Whenever I click in any file/shortcut on system programs under explorer.exe, (e.g. The desktop, Start Menu, Windows Explorer) even other file explorers(Total commander)
it hangs up and I have to restart the process in taskmanager!
the last thing i remembered added in the context menu was a bat file in "send to" folder(not without my consent so not malware issue).
The bat file's function was to move files in a folder within the folder it was originally on.
ex.
D:/Folder/filename.jpg
I right click on it>send to>new folder.bat
new location
D:/Folder/filename/filename.jpg

but I found it useless so i went to 'send to' folder to delete it.

And now Right click stopped working!


----------



## mcorton (Apr 16, 2009)

*Re: Right Click Freezes explorer.exe*

Have you tried to do a system restore to a point before you added the new folder?
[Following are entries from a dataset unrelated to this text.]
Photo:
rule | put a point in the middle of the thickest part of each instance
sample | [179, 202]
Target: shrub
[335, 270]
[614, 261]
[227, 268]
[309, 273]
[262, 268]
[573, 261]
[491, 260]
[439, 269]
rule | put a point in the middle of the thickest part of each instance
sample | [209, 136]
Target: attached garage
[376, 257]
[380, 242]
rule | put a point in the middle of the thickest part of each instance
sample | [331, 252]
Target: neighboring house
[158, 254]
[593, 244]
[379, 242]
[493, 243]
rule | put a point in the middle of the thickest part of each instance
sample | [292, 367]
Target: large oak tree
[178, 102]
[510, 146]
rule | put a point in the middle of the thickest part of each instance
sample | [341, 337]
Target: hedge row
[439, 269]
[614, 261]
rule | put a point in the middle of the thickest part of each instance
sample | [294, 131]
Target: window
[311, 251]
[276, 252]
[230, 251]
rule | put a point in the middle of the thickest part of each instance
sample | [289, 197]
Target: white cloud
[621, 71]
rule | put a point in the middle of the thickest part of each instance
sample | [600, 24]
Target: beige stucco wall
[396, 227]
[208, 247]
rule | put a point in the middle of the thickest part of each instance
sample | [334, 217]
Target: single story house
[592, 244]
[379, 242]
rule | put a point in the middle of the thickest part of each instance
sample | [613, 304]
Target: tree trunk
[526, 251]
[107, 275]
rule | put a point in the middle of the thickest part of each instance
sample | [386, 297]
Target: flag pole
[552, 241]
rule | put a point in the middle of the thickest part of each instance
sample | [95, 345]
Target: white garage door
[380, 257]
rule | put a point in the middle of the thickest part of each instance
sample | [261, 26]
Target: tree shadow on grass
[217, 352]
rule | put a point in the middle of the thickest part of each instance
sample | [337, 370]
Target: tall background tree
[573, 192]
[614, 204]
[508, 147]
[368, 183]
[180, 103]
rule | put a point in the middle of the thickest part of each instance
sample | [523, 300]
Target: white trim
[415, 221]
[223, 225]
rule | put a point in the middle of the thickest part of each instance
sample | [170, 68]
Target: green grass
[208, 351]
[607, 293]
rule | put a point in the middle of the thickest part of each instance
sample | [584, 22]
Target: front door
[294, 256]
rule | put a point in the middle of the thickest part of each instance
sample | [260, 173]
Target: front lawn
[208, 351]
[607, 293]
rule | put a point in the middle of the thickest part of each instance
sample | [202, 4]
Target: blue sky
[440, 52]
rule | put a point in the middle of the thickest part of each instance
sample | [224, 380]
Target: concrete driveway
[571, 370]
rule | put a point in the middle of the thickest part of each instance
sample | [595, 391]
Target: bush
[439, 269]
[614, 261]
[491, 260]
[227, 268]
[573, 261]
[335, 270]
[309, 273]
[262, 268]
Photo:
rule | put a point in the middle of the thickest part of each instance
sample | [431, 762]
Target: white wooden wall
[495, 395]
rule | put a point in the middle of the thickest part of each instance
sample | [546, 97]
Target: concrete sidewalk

System restore doesn't always work for me for reasons unknown but you might want to try.


----------



## Cyanide_Lycan69 (May 24, 2009)

*Re: Right Click Freezes explorer.exe*

no i didn't. I'm dead right?


----------



## mcorton (Apr 16, 2009)

*Re: Right Click Freezes explorer.exe*

Your comment makes me think you think I'm suggesting "System Recovery." I'm not, just a system restore.


----------



## Cyanide_Lycan69 (May 24, 2009)

*Re: Right Click Freezes explorer.exe*

exactly, cuz ain't got no restore point.
I heard changing user accounts solves this.


----------



## Cyanide_Lycan69 (May 24, 2009)

*Re: Right Click Freezes explorer.exe*

I forgot, there seems to be a problem with using copy, cut, paste, delete with or without use of keyboard. I haven't dared to empty the recycle bin in any way yet.

EDIT: AND DRAG N DROP move/copy doesn't work either.
but directory opus(Alt. file explorer, Think total commander)
built in delete and drag n drop, works.


----------



## Riskyone101 (Oct 22, 2008)

*Re: Right Click Freezes explorer.exe*

Hello and Welcome to TSF,

Run chkdsk /r

start
run
type
cmd
in command prompt
type
chkdsk /r (notice 1 space between k and /)
error cannot lock drive
Would you like to run chkdsk on next reboot?
type
Y (press enter on keyboard)
go ahead and reboot pc now so chkdsk will run now.


----------



## Cyanide_Lycan69 (May 24, 2009)

*Re: Right Click Freezes explorer.exe*



Cyanide_Lycan69 said:


> exactly, cuz ain't got no restore point.
> I heard changing user accounts solves this.


IT WORKED.
I can now right click anything with no problem!
II no longer need help at the moment, but thanks for those who replied.
To all who might experience this, try changing accounts first.
:wave:


----------



## Riskyone101 (Oct 22, 2008)

*Re: Right Click Freezes explorer.exe*

Great im glad to hear.

mark thread solved under thread tools near top of this page.


----------